Still a relatively new industry, you may not have known that there are multiple ways to trade cryptocurrency in Singapore. Most retail investors interested in taking a bite out of the crypto-pie have explored popular crypto exchanges like Binance or Coinbase. Banks and online brokerages also want a piece and more cryptocurrency products are available for investors to buy and sell.
So what is the difference and why should you consider a traditional exchange vs an online brokerage?
One of the main differences is that investors can own cryptocurrency directly on an exchange and transfer those funds (or keys) into their own crypto wallet. Much like the stock market, it is just another way to buy and sell an asset. One of the benefits of an exchange over a brokerage tends to be lower fees and minimum purchases.
Also, when you purchase from an exchange you directly own the cryptocurrency and can store your unique encrypted cryptographic key. That being said, it can be a hassle to move your key offline onto an external device. You don't have to look far to read horror stories online of investors losing or corrupting their usb stick, losing tens of thousands of dollars worth of crypto.
Crypto exchanges have also been known to be relatively unsafe to hacking. Partly due to a lack of regulation, recovering lost funds to hacks or scams have been frequently reported in the media. So keeping large amounts of crypto on an exchange is not recommended.
Brokerages offer an alternative market for cryptocurrency by filling in some of the gaps that traditional exchanges have had. Similar to ETFs, some online brokerages are offering crypto exchange-traded products (ETPs) that track the underlying security and cryptocurrency futures trading.

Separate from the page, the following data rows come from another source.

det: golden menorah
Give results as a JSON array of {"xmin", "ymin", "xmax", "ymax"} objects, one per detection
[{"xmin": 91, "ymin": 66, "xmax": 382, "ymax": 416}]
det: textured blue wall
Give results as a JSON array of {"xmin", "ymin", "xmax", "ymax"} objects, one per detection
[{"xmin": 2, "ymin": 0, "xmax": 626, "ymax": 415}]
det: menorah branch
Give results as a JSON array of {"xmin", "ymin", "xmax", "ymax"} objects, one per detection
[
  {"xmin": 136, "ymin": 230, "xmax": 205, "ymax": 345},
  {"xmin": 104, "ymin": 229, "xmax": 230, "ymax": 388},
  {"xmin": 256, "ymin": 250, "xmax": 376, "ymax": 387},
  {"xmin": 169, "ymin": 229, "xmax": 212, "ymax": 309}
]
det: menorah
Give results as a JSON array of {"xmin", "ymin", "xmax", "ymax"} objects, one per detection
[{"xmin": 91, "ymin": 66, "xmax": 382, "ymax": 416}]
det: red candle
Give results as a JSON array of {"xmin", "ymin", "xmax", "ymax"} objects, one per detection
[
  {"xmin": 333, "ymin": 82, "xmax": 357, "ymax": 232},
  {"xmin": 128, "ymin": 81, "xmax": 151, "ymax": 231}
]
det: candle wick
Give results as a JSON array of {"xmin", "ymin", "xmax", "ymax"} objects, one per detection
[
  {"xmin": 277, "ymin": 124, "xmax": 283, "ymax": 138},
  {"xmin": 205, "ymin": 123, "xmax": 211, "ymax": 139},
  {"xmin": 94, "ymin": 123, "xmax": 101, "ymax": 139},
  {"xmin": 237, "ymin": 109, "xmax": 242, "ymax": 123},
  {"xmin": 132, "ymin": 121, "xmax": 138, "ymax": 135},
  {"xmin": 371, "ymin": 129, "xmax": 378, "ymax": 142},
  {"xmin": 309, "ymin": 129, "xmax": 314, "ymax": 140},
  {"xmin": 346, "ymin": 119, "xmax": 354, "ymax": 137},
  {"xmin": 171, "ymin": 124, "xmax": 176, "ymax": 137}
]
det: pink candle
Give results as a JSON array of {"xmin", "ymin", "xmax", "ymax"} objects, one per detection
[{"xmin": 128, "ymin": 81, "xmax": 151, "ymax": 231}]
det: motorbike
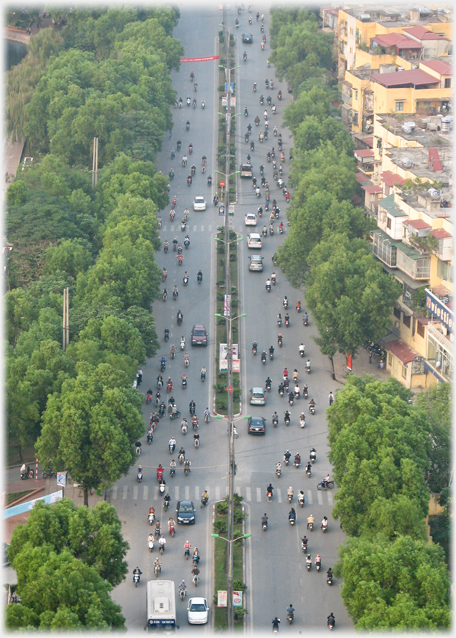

With this structure, retail investors are able to combine convenience and security. You don't have to transfer cryptocurrencies into your offline wallet, worry about cybersecurity attacks, or losing your wallet. In short, some of the most recognized financial institutions are offering investors a crypto product that lowers some of the security risks that we've seen traditional exchanges exhibit, while providing a lower risk profile by tracking the market.
There are downsides to using an online broker. For starters, you don't directly own the crypto. You own a security that tracks the entire cryptocurrency market. You get to enjoy less volatility and security, but it comes at a premium.
Which One Should You Choose?
There are trade-offs to both methods of investing in cryptocurrency and individual consumers must decide which they prefer. If you are interested in investing in cryptocurrency, but have hesitate due to the higher risk, check out some of the best online brokerages in Singapore. It is important to thoroughly research the exchanges or companies you plant to use when trading cryptocurrencies.
Good questions to ask:
- How much do you want to invest in Crypto?
- Are you willing to maintain the security of your investment yourself?
- Do you want to directly own cryptocurrency?
- What is your risk appetite?
Both online brokers and exchanges have benefits and drawbacks, but it is clear that as financial institutions are becoming increasingly interested in crypto, investors will see more products on the market.